Freedom in a Complex Society
The last chapter of The Great Transformation addresses the crucial question of how to maintain freedom in an industrialized society. Here Polanyi picks up his discussion about fascism versus socialism that started in the socialist accounting debates with von Mises and continued in Polanyi’s earlier work, “On Fascism?.” The fundamental problem with which Polanyi is grappling here is the question of the conflict between power and freedom. Power is required to control and protect society from the predations of the market. How to do that without destroying freedom? The argument is straightforward in that it has been prepared all along, but it is liable to misunderstanding as it hinges on recognition of a contradiction: the illusion that freedom is solely defined as a free market. The Liberal (libertarian) concept of freedom ignores the reality of society. Because of this it had no adequate answer to fascism when it arose out of the ashes of the Great War and Great Depression which demonstrated the failure of the Liberal project. Since liberals ignore the reality of society and the power that it necessitates, they were helpless to defend themselves against the fascist argument in Europe in the thirties.
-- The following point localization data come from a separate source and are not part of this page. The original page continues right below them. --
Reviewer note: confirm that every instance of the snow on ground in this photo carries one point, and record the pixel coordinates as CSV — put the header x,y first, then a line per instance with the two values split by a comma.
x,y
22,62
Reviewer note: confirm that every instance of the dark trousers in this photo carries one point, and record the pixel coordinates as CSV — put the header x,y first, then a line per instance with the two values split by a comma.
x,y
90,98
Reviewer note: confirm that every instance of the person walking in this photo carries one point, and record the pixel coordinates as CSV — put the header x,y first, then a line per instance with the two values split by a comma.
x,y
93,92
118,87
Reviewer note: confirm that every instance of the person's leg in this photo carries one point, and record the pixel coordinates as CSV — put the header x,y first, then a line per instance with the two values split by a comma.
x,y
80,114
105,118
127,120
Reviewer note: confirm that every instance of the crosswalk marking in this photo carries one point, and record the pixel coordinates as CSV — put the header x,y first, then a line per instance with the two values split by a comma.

In this chapter Polanyi tries to imagine a world in which freedom is established by agreement within the very real structure of power within society. Is that so impossible to conceive? Not for Polanyi: “The passing of market-economy can become the beginning of an era of unprecedented freedom. Juridical and actual freedom can be made wider and more general than ever before; regulation and control can achieve freedom not only for the few, but for all. Freedom not as an appurtenance of privilege, tainted at the source, but as a prescriptive right extending far beyond the narrow confines of the political sphere into the intimate organization of society itself. Thus will old freedoms and civic rights be added to the fund of new freedoms generated by leisure and security that industrial society offers to all. Such a society can afford to be both just and free.” May it come to pass!
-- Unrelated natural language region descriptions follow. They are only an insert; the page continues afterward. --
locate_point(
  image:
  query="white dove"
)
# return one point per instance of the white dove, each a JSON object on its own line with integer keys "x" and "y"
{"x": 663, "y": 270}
The book ends with consideration of another triplicate: knowledge of the reality of death, of freedom, and of society. All of the world’s religions address the first element of the triplicate, each in their own way. Polanyi points out that true acknowledgement of this reality requires resignation, resignation that none of us will live forever on this planet. The various religions provide convenient illusions to forestall this reality. The second is Christianity’s contribution to Western man: the discovery of the uniqueness of the individual, as embodied in Jesus of Nazareth. The third revelation is provided by living in industrial society. Here the prophet is Robert Owen. Polanyi ends The Great Transformation with the following: “As long as he (“Man”) is true to his task of creating more abundant freedom for all, he need not fear that either power or planning will turn against him and destroy the freedom he is building by their instrumentality. This is the meaning of freedom in a complex society; it gives us all the certainty that we need.”